Collectively, Paudie Murray’s side kept at it even when all the breaks went to Clare. That’s no consolation now their season has concluded. They’ll get further opportunities down the line at U20, no doubt.
Donal O’Mahony’s U20s had three matches, stealing a win on the road to Clare when subs Eoin O’Leary and Colin Walsh pilfered points in added time. They were then defeated on home soil by Limerick which put them into a Munster semi-final in Semple Stadium where they never recovered from a slow start.
O’Mahony and his selectors’ options were limited by injuries to Daire O’Leary and Darragh Flynn, who were involved against Tipp, and Ciarán Joyce’s promotion to senior.
Kanturk’s Brian O’Sullivan was the shining light, with 0-10 from midfield across the three matches, but very few of the rising stars found their rhythm.
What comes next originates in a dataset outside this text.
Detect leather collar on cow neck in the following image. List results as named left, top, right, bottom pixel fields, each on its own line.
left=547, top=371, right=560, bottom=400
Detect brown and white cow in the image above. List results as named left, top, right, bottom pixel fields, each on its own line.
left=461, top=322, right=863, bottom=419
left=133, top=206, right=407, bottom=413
Assuming the U20 grade isn’t tinkered with (there’s been a suggestion it’ll roll down to U19 with minor gone completely), many of Donal O’Mahony’s panel are available again in 2023. Goalkeeper Brion Saunderson, free-taker Ben Cunningham, Eoin Downey, Ciarmhac Smyth, Brian Keating, Walsh and Mícheál Mullins will be on the age.
Then you’ve Jack Leahy, Diarmuid Healy, O’Leary, Darragh O’Sullivan and Kevin Lyons, among the 2021 minors who saw U20 action last month, along with extended panelists like James Dwyer, David Cremin, Tadhg O’Connell and William Buckley.
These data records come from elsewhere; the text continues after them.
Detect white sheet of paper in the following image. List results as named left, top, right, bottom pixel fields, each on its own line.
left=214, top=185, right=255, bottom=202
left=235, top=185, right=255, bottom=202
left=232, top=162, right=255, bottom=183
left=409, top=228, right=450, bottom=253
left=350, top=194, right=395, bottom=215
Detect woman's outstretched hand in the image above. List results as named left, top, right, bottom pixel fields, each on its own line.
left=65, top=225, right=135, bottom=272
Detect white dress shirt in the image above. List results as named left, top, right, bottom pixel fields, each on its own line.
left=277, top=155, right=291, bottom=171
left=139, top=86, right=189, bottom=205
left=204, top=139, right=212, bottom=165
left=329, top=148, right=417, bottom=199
Regardless, the underage losses cast a shadow ahead of Sunday’s trip to Walsh Park the last chance for Kingston’s side to salvage a season that brimmed with promise when they reached a league final.
Assuming there will be a changing of the guard at senior in the off-season, and even if the current management set-up remains, fresh options will have to be auditioned. For now, it’s simply about beating Waterford.